Once and for All - 27 East

Once and for All

Editorial Board on Dec 4, 2024

There’s an irony that Southampton Town officials might have the least power when it comes to the travel plaza featuring tax-free gasoline that is going up on Shinnecock Nation property in Hampton Bays — but also might be most at fault for the current situation.

Neighbors are incensed that the nation is building the gas station off Sunrise Highway with seemingly little oversight. The Environmental Protection Agency has stepped forward to provide a framework for the sovereign Shinnecock Nation’s project, but also has allowed the nation to proceed mostly on pledges to follow EPA rules. A new development with thousands of gallons of gasoline on site will be on top of a sole-source aquifer, not far from the Shinnecock Canal and two bays, and it seems the property will be lined with promises alone.

All of this is based on the wobbly legal status of the Westwoods property. Is it aboriginal Shinnecock land? Without question, in the broadest sense. But legally? The answer simply isn’t that clear. A 2007 ruling suggested that the town was right — the land is not sovereign land, and thus is subject to local control — but that ruling was overturned on appeal, based on a technicality that the matter should not have been in federal court to begin with.

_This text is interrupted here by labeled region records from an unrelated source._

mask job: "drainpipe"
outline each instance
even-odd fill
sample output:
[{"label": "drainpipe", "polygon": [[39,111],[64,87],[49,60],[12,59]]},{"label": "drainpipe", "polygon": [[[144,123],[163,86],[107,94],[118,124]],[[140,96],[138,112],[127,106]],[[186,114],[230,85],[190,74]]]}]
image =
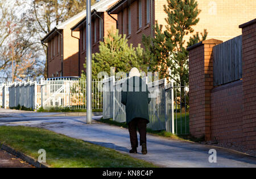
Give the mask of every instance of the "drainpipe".
[{"label": "drainpipe", "polygon": [[[153,38],[154,36],[154,34],[153,34],[153,0],[151,1],[151,38]],[[153,42],[151,41],[151,45],[153,45]]]},{"label": "drainpipe", "polygon": [[43,41],[41,41],[41,43],[42,43],[42,44],[43,45],[44,45],[44,46],[46,47],[46,64],[47,64],[47,72],[46,72],[47,73],[46,75],[47,75],[47,78],[48,78],[48,69],[49,68],[49,64],[48,64],[48,46],[46,45],[45,44],[44,44],[44,43]]},{"label": "drainpipe", "polygon": [[79,74],[78,74],[78,76],[80,76],[80,39],[78,38],[75,36],[73,36],[73,30],[71,30],[71,36],[72,38],[79,39]]},{"label": "drainpipe", "polygon": [[108,13],[108,15],[109,15],[112,19],[115,20],[115,22],[117,22],[117,29],[118,29],[118,22],[117,21],[117,20],[115,19],[115,18],[114,18],[113,16],[112,16],[110,15],[110,13]]},{"label": "drainpipe", "polygon": [[97,11],[94,11],[93,13],[93,14],[95,14],[96,15],[97,15],[97,16],[101,19],[101,41],[103,41],[103,19],[102,19],[102,18],[101,18],[100,16],[99,16],[98,14],[97,14],[96,13],[97,13]]},{"label": "drainpipe", "polygon": [[57,32],[60,35],[60,38],[61,38],[61,77],[63,76],[63,38],[62,36],[61,33],[60,33],[60,32],[59,32],[57,31],[57,28],[55,28],[55,31]]}]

This remains, for all intents and purposes, an open question — and it absolutely must be resolved. The town should have taken steps to get a final, clear and conclusive ruling — which probably meant planting a legal flag months ago. Simply posting a stop-work order was meaningless; considering the ambiguity that exists, the Shinnecock are under no obligation to respect it. This is a much bigger legal dispute that cries out for a resolution, and it’s up to the town to demand one.

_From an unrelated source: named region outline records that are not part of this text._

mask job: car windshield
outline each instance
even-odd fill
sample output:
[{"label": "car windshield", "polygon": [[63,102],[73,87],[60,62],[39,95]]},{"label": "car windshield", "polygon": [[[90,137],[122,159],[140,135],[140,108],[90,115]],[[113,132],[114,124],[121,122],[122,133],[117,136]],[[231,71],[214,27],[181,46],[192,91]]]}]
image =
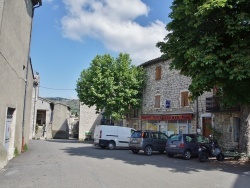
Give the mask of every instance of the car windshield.
[{"label": "car windshield", "polygon": [[209,139],[202,135],[198,135],[196,139],[199,143],[209,143]]}]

Town officials appear to want to avoid taking an adversarial stance, which has been the town’s default position for far too long — and that’s not unreasonable. The town and nation have begun to build some bridges, and there’s no reason to revert to open hostilities. But this legal quagmire over Westwoods remains unresolved, and that’s untenable, with such a transformative proposal for that site (not to mention the renewed possibility that a gaming facility on the bluff overlooking Peconic Bay might be coming soon).

If the Shinnecock have the correct legal position, the Westwoods property — which, no argument, was only taken out of the nation’s hands briefly, and fraudulently, in the 1800s — is sovereign land that can be developed as a gas station, and a casino, and whatever else the tribe envisions, local zoning be damned. If it’s a fee-simple title — land owned by the nation, certainly, but lacking aboriginal status in the eyes of the federal government — it significantly limits its development. Either way, the public has a right to know more about the nature of the project, the protections planned for the environment and for neighbors, and a clearer picture of how the project will unfold.

The total lack of clarity around the status of the land ownership at Westwoods, and seemingly no urgency to resolve it, is the primary issue — and Southampton Town officials have to prioritize settling the dispute, once and for all. Sitting back and hoping for the best is not an option.